Processors are the built-in operators for processing the streaming data by performing various transformations and analytical operations.

For Spark pipelines, you can use the following processors:

 Processor

 Description

 Window

 Collects input streams over a time or range.

 Sort

 Sorts input streams’ values in ascending or descending order.

 Alert

 Generates alerts based on specified rules.

 Enrich

 Lookups into internal and external stores for data enrichment.

 Join

 Joins two or more input streams.

 Distinct

 Removes duplicates from an input stream.

 Group

 Groups input streams by a key.

 Union

 Joins two or more input streams.

 Filter

 Filters input stream values based on specified rules.

 SQL

 Run SQL queries on streaming data.

 Intersection

 Detects common and unique values from two or more input streams. 

 Aggregation

 Aggregates input stream values to perform min, max, count, sum, or avg.

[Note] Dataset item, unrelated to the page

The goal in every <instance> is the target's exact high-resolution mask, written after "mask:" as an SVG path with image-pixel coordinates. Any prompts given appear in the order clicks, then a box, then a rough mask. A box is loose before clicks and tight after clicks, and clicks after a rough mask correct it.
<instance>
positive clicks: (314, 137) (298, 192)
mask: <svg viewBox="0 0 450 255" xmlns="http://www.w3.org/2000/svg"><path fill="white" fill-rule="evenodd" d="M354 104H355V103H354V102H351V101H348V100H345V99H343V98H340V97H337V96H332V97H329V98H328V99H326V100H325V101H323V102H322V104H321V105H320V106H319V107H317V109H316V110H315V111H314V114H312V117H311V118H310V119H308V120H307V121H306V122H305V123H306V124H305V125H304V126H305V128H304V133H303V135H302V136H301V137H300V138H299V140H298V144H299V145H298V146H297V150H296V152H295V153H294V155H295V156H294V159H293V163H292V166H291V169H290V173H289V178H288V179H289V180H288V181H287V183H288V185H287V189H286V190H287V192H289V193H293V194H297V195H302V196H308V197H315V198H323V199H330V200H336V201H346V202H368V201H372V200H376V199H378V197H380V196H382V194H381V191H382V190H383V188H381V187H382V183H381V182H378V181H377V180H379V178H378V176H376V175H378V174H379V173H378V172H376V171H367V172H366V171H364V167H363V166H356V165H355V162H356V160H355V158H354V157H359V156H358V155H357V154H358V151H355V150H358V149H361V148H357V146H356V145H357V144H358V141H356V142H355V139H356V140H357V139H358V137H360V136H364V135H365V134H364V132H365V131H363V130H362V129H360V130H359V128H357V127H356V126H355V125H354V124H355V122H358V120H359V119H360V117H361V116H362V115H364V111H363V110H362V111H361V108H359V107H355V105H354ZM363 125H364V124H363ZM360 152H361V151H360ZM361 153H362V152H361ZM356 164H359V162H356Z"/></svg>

 Associative    Aggregation

 Performs aggregation functions over batch data or group by input values.

 Cumulative Aggregation

 Performs aggregation functions on the input streams cumulatively.

 FlatMap

 Produces multiple outputs for one input data.

 MapToPair

 Returns Paired Dstream having dataset of (Key, Value) pairs.

 Scala Processor

 Implements your custom logic written in Scala in a pipeline.

 Persist

 Stores the Spark RDD data into memory.

 Repartition

 Reshuffles the data in the RDD to balance the data across partitions.

 TrasnformByKey

 Performs TrasnformByKey operation on the dataset.

 Take

 Performs take (n) operation on the dataset.

 Custom

 Implements your custom logic in a pipeline.

 

For Storm pipelines, you can use the following processors:

 Processor

 Description

 Timer

 Collects input streams over a time or range.

 Alert

 Generates alerts based on specified rules.

 Enrich

 Lookups into internal and external stores for data enrichment.

 Aggregation

 Performs min, max, count, sum, or avg operations on incoming message fields.

 Filter

 Filters input stream values based on specified rules.

 Custom

 Implements your custom logic in a pipeline.